Subject: CNBC – FAIRFAX

Reply:

He did this one time before, and the stock went down 3 on the open, then closed up 1. the way to get this thing down is to get them where they eat, like the credit analysts and holders. we’re taking this baby down for the count. ads and I are going to toronto in 2 weeks for a group lunch. J

= = = = =End Message= = = = =

That email was authored by a top employee of Exis Capital, which is an offshoot of SAC Capital, and as you can see, it concerns a conspiracy to take “this baby down for the count.” The “ads” to attend the “group lunch” was former SAC trader Adam D. Sender, head of Exis. The “baby” to be taken “down for the count” (unsuccessfully, in the end) was Fairfax Financial, a major, publicly listed insurance and financial firm.

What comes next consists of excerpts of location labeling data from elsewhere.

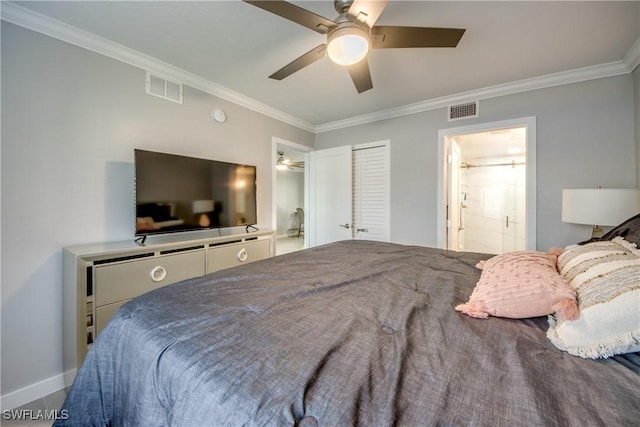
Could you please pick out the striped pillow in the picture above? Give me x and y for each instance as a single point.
(606, 278)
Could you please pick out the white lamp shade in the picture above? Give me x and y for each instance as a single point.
(602, 206)
(201, 206)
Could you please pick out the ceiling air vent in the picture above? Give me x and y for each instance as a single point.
(164, 88)
(463, 111)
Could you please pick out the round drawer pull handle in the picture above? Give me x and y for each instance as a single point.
(158, 273)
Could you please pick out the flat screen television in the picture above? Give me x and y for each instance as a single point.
(178, 193)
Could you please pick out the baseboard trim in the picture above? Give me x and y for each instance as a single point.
(36, 391)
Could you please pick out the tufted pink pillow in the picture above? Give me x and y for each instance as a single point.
(520, 285)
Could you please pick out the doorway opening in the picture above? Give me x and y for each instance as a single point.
(486, 200)
(288, 194)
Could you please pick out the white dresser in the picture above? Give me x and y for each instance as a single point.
(100, 278)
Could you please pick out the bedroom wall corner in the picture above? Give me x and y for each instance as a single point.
(70, 121)
(584, 135)
(636, 116)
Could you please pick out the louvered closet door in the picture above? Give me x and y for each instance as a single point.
(371, 184)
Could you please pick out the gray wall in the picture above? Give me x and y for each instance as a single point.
(585, 138)
(70, 122)
(636, 91)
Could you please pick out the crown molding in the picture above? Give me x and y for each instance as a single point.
(632, 58)
(549, 80)
(15, 14)
(18, 15)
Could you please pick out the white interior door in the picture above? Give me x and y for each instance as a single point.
(371, 192)
(329, 208)
(454, 211)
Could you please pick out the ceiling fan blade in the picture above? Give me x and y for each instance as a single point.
(385, 37)
(308, 58)
(296, 14)
(361, 75)
(367, 11)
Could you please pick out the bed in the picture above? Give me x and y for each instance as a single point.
(350, 333)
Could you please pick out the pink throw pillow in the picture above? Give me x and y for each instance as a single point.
(519, 285)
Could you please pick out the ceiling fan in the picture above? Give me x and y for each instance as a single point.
(283, 163)
(352, 34)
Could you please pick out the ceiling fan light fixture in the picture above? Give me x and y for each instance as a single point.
(348, 45)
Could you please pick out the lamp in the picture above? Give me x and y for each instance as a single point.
(281, 163)
(348, 44)
(203, 207)
(599, 206)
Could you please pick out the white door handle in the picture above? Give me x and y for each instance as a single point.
(158, 274)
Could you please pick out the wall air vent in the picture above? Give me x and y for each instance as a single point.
(164, 88)
(462, 111)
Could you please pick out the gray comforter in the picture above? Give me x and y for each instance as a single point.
(350, 333)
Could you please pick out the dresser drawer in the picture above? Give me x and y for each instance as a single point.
(104, 313)
(118, 282)
(230, 255)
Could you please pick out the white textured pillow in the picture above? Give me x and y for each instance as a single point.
(606, 278)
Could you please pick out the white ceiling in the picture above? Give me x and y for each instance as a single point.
(237, 46)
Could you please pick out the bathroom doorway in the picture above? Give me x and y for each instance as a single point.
(288, 194)
(488, 185)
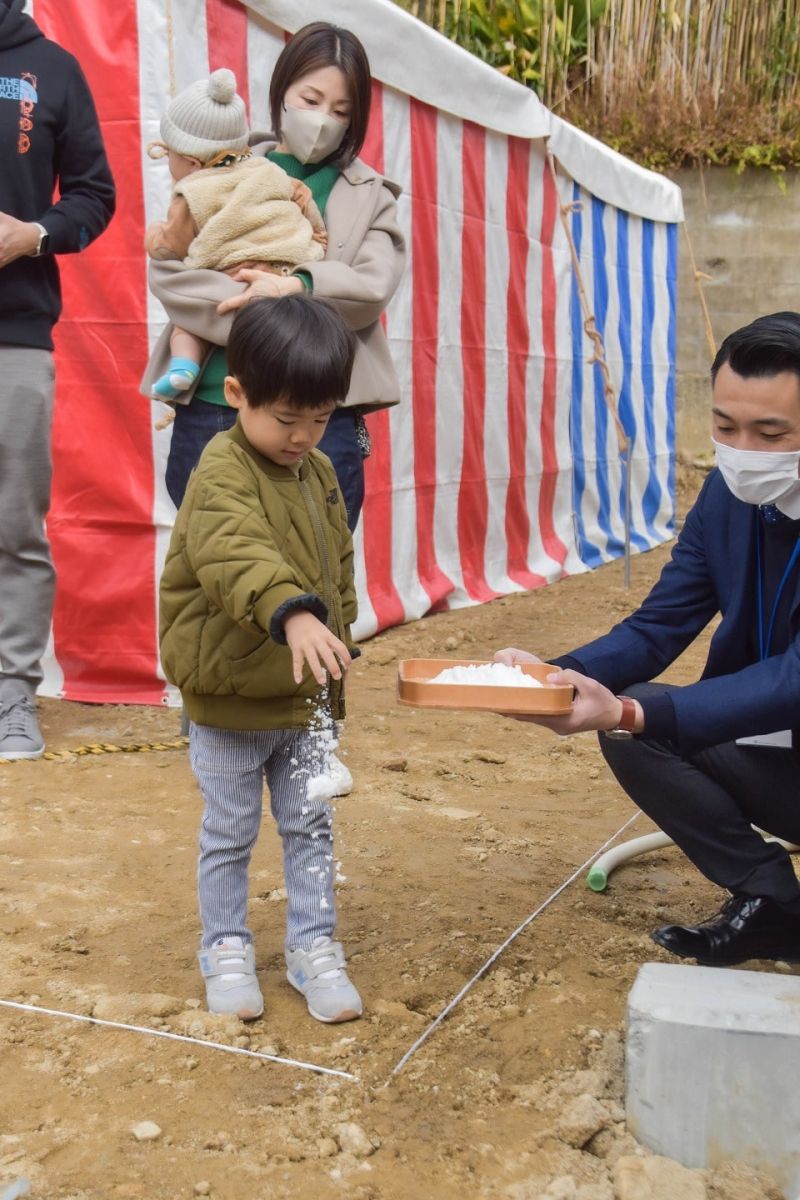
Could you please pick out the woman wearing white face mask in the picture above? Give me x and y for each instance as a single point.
(319, 107)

The emails were acquired through discovery in Fairfax’s lawsuit against a group of hedge funds, one of which was SAC Capital. Although SAC Capital was ultimately dropped from the lawsuit, SAC’s satellite funds (including Exis and an outfit called Sigma Capital) were not dropped from the suit, which is ongoing. And the discovery from that lawsuit has produced additional evidence of shenanigans at SAC Capital. See, for example, DeepCapture stories “Hedge Funds Reading Tomorrow’s Headlines Today,” and “Hedge Funds Scurry…”

It is important for the media to begin paying attention to SAC Capital’s more egregious behavior because far too many people believe that SAC has done no worse than engage in a bit of insider trading, and a lot of people regard insider trading as nothing worse than “good research.” In addition, failing to tell the full story ensures that history will repeat.

Back in 1991, when Michael Milken was sentenced to prison, the media reported that Milken’s principal crime was insider trading when, in fact, he and others in his “network” had also “busted out” (i.e. looted and destroyed) multiple savings and loan banks, some of them among the most important financial institutions in the nation. Those “bust-outs” contributed to the savings and loan crisis that began in the late 1980s, and which ultimately cost American tax-payers billions of dollars in bailouts—a portent of bigger and better things to come.